PARIS (Reuters) - Le ministre de l'Intérieur a envoyé vendredi aux préfets de région et de département une circulaire leur demandant de mettre fin à la rétention des familles de sans papiers avec enfants, conformément à une promesse de campagne de François Hollande.

Cette circulaire, rendue publique samedi par le cabinet de Manuel Valls, propose l'assignement à résidence des familles avec enfants, comme solution alternative à leur placement en rétention administrative.

Avant même de prononcer une assignation à résidence, elle demande aux préfets de privilégier les aides au retour.

"Dans le cadre de la mise en oeuvre des procédures d'éloignement des étrangers en situation irrégulière, vous veillerez, dans le cas de familles parentes d'enfants mineurs, à appliquer la procédure d'assignation à résidence plutôt que le placement en rétention", indique la circulaire.

L'assignation à résidence, assortie d'une obligation, pour les familles, de se présenter régulièrement au commissariat ou à la gendarmerie, ne pourra excéder 45 jours, et ne sera renouvelable qu'une seule fois, précise le texte.

MAYOTTE HORS DU CHAMP DE LA CIRCULAIRE

Si la famille concernée ne dispose pas d'adresse stable, celle-ci se fera dans "une structure de type hôtelier ou autre", ajoute-t-il.

Cette mesure, qualifiée de "moins coercitive, plus humaine et respectueuse de l'intérêt supérieur de l'enfant" par le ministère de l'Intérieur, deviendra donc la norme.

La rétention, elle, ne pourra être appliquée qu'à des familles déjà arrêtées et qui, dans un premier temps, n'ont pas respecté l'assignation à résidence ou ont refusé de quitter le territoire.
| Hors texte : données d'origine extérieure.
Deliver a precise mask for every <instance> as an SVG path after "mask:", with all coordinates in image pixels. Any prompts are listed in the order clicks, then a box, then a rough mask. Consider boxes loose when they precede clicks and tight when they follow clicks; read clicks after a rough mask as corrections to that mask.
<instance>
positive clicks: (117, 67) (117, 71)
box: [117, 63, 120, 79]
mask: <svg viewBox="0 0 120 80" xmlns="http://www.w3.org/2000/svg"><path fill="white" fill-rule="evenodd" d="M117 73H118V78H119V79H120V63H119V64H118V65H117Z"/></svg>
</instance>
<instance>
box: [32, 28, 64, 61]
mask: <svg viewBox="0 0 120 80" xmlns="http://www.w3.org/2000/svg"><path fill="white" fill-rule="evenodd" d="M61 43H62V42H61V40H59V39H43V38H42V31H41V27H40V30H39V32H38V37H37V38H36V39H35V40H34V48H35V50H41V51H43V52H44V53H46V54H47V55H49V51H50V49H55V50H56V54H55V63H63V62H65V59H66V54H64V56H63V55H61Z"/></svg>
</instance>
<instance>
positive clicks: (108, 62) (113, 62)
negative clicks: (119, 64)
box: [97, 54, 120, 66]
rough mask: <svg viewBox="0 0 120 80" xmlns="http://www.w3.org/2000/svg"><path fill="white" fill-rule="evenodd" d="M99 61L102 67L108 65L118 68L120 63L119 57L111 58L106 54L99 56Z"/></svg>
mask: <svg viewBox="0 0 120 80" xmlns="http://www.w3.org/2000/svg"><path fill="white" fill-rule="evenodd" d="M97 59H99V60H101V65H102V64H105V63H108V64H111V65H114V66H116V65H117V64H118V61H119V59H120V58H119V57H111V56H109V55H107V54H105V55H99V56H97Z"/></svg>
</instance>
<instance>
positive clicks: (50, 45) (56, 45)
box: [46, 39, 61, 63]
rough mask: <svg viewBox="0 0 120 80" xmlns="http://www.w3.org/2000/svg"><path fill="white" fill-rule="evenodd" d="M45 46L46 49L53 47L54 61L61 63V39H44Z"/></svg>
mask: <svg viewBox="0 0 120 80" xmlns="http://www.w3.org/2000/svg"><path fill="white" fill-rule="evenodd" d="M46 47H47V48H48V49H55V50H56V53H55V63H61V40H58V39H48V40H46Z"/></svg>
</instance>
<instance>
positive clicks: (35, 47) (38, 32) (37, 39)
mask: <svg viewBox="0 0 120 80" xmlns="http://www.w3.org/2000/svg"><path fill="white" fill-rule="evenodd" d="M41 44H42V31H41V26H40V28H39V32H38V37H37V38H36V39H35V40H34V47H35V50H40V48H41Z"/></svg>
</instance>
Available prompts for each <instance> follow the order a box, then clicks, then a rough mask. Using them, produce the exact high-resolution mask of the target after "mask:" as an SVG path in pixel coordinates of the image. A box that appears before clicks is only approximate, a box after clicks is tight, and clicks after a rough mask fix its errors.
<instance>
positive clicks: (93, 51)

Cette circulaire ne s'appliquera pas à Mayotte, dont la situation, "singulière" d'après le ministère, va être évaluée par une mission qui devra formuler en septembre des propositions spécifiques à ce territoire.

La France a été condamnée en janvier dernier par la Cour européenne des droits de l'homme pour "traitement inhumain et dégradant" après avoir enfermé un couple de demandeurs d'asile kazakhs et leurs enfants âgés de cinq mois et trois ans dans un centre de rétention à Rouen.

Manuel Valls a demandé aux préfets de lui adresser fin septembre un premier bilan de l'application de cette circulaire.